Chapter 7 Summary

I thought the G in 1G, 4G, 5G, etc. networks were supposed to be for the speed at which data could travel, not the generation in which the phone was manufactured.  Blasted T-Mobile advertisements...  These devices did have some wireless features, although if you know me, you’ll know that I highly prefer wired connection for its reliability.  Nonetheless, I have a phone, and while it is serviceable as is, there is nothing I can do to turn it into a wired device unless I used a router’s charging-to-ethernet configuration or whatever I may have learned in my CIS-121 class (although I could be mismembering information and it can only be ethernet-to-charging).

GPS is for global positioning system.  Thanks, Cengage!

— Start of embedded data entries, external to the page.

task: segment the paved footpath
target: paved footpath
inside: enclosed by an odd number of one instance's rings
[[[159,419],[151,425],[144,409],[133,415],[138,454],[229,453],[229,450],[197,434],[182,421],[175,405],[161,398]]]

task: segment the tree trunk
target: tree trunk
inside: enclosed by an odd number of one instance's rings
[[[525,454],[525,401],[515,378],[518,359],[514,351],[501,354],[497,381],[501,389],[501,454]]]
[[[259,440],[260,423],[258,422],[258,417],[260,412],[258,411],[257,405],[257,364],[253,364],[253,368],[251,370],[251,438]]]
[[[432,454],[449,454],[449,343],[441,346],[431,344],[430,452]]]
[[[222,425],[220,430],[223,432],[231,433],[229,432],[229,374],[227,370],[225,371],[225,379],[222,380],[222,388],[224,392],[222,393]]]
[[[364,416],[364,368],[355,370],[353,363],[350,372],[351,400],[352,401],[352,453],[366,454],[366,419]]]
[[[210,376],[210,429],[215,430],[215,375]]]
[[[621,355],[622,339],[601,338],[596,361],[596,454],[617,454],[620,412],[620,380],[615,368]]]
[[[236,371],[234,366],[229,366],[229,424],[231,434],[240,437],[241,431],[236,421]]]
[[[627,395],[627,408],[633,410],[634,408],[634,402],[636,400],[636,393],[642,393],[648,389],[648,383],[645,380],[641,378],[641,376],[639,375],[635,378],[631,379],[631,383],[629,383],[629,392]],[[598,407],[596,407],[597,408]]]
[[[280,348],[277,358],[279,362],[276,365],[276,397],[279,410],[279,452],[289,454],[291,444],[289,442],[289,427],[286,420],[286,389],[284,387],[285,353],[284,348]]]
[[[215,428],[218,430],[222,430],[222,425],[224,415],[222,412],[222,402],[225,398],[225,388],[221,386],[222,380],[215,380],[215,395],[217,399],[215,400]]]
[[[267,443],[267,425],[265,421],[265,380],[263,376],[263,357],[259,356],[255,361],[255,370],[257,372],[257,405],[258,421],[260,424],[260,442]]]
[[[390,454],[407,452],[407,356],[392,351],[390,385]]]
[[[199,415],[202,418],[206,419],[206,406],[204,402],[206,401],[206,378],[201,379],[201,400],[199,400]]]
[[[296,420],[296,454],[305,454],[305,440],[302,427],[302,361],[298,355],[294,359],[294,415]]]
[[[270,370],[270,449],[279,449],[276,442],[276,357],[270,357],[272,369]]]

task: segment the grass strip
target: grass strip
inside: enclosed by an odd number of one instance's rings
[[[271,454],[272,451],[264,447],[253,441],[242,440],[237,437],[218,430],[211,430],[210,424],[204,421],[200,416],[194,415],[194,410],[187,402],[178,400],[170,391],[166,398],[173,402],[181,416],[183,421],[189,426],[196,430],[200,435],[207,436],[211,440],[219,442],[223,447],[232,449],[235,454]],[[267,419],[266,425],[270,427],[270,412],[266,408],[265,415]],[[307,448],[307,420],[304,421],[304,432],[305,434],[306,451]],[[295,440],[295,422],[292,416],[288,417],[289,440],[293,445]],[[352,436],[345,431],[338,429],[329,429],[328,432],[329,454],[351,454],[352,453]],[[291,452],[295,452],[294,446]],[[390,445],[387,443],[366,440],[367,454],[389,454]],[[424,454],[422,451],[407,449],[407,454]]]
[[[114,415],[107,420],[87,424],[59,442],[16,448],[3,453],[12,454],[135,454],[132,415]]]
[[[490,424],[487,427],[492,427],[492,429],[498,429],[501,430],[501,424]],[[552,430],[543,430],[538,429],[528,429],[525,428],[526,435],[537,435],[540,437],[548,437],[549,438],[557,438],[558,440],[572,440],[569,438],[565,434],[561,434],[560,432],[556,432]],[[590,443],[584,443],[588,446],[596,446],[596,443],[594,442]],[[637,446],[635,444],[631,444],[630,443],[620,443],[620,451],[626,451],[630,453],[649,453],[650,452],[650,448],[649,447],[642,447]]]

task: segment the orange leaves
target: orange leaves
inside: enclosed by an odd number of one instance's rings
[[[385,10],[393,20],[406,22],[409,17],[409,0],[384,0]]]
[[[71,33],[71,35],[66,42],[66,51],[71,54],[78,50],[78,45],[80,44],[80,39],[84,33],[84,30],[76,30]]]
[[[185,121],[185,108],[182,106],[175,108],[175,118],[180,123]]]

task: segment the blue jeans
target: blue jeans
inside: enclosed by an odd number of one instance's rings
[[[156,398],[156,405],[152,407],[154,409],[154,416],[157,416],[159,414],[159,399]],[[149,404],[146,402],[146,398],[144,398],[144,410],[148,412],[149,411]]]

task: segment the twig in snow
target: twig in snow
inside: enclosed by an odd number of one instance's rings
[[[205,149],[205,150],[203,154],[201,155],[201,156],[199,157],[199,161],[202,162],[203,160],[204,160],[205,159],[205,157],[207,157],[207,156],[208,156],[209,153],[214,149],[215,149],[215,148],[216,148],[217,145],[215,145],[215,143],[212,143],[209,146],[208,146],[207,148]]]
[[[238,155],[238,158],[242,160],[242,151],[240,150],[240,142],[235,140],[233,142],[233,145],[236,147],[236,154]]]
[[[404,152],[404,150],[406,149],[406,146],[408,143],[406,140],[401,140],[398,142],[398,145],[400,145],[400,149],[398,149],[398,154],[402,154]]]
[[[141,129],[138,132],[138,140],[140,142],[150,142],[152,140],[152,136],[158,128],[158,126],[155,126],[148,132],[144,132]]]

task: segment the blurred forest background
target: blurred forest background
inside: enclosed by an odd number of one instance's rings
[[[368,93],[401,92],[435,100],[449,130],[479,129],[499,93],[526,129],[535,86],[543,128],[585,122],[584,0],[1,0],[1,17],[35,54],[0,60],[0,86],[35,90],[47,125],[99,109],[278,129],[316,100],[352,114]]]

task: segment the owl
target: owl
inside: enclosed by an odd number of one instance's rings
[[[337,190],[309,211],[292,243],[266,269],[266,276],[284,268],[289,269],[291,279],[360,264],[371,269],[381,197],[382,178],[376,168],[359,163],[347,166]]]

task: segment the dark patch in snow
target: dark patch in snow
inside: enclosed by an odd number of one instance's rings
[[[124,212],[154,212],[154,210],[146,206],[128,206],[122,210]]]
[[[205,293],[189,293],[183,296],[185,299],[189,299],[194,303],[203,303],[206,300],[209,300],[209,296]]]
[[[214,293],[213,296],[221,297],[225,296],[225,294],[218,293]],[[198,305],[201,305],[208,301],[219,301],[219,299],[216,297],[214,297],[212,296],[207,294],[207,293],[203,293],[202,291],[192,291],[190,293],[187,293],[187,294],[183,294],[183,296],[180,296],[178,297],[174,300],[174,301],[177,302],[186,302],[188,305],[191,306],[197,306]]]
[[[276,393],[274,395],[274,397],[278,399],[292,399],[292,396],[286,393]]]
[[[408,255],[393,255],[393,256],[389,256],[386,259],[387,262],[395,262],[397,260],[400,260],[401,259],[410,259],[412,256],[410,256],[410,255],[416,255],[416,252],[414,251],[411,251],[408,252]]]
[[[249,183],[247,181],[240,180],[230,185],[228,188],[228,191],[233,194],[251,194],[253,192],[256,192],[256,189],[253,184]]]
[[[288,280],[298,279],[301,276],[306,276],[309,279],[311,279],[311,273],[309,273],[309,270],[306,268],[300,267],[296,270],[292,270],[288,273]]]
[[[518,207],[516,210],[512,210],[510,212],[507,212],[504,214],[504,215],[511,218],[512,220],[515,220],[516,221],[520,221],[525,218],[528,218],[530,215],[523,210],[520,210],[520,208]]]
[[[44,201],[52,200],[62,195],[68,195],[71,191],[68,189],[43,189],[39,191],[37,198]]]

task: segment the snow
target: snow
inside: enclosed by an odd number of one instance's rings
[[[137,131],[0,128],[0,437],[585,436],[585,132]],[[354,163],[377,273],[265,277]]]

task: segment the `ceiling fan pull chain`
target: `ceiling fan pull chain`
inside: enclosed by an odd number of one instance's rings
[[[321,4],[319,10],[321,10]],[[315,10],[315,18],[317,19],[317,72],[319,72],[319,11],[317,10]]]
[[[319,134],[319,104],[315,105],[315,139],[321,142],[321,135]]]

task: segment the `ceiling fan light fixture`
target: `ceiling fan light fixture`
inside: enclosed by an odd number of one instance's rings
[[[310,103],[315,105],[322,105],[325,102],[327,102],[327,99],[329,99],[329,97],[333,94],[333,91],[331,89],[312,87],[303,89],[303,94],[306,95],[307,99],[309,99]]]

Now, I’m all too familiar with a smartphone—we are all too familiar with smartphones; we own smartphones and use them regularly, even when it could be dangerous (looking at you, texters-and-drivers).  However, what I did not know was that, by definition, it is a cellphone with the functionality of an operating system.  Also, I am amazed by the obstacles that companies had to and did overcome.  They had bandwidth as an obstacle, and seeing this now, I am pleasantly surprised that radio frequencies generated by phones do not interfere with other radio frequencies and end up jumbled together in a mess.  I suppose transmitters and towers help, although I do not know exactly how they function.